Daughter of non-Israeli Nobel chemistry winner lives in Israel
Rebecca Karplus, a family physician and internal medicine specialist, has worked in medical field here for three decades
Adiv Sterman is a breaking news editor at The Times of Israel.
Israelis took pride in the fact that of the three 2013 Nobel chemistry laureates announced Wednesday, one (Arieh Warshel) was born in Israel and a second (Michael Levitt) worked here. Now it emerges that the third winner, Austrian-born Jewish chemist Martin Karplus, has a daughter who has called Jerusalem home for almost 30 years.
Rivka Karplus, a family physician and an internal medicine and infections specialist, settled in Israel in 1985 and has worked in numerous Israeli clinics and hospitals.
Karplus told Ynet that she learned of her father’s achievement only through news reports. “For several years we had known that he was a candidate and I knew that they were about to announce the winners,” she said. “But suddenly, while driving the car, I heard that he won.

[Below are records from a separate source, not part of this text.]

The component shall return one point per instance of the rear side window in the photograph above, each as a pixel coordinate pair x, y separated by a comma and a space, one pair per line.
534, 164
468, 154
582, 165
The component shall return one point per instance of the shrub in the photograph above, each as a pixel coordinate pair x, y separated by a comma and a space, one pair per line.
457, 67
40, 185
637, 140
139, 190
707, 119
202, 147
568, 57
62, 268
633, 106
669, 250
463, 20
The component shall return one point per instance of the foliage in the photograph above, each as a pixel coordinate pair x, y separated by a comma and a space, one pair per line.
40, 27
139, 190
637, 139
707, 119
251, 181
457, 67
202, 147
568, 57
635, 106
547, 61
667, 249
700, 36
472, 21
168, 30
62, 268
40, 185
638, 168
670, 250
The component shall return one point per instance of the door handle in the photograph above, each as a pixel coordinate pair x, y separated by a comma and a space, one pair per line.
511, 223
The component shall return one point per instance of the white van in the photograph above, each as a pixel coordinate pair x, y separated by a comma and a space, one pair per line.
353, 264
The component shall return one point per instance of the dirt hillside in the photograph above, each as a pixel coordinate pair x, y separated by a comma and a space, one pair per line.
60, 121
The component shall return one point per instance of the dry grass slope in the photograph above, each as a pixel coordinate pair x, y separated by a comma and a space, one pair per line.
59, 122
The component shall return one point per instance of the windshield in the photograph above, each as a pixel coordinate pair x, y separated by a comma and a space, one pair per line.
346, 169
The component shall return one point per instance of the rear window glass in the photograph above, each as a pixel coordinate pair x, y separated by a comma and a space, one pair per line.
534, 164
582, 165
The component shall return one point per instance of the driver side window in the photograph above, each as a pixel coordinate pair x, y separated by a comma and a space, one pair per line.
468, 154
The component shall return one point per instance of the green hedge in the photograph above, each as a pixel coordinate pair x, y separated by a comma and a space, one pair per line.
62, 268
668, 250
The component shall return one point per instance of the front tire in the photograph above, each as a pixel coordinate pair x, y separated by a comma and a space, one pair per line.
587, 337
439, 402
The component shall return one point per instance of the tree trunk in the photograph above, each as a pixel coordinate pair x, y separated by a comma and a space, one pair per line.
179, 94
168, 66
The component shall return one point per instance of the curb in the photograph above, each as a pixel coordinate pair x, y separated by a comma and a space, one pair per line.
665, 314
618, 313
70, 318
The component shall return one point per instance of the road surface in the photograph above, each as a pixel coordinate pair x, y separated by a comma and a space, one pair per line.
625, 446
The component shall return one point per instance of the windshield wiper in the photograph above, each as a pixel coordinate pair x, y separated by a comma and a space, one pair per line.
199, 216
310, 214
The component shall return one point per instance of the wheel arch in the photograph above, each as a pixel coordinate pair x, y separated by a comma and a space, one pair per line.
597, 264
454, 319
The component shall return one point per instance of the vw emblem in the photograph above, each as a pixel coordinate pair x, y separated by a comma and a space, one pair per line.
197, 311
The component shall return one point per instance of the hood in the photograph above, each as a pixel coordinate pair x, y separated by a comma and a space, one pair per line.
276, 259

I stopped my car, checked my e-mail, and found out he had sent me a message that he had received a phone call from Sweden.”
Karplus said she waited a couple of hours before calling her father in the US. “Everyone was calling him in order to set up an interview, and he really enjoyed the experience,” she said. “I’m extremely grateful of the fact that he is in a state of mind where he can really enjoy this at his age.”
Martin Karplus was born in Vienna in 1930, and, along with his family, fled to the United States in 1938 to escape the Nazi occupation of Austria. He attended Harvard University and received his PhD from the California Institute of Technology.
Karplus, Warshel and Levitt won the prestigious award “for the development of multiscale models for complex chemical systems,” the Royal Swedish Academy of Sciences announced.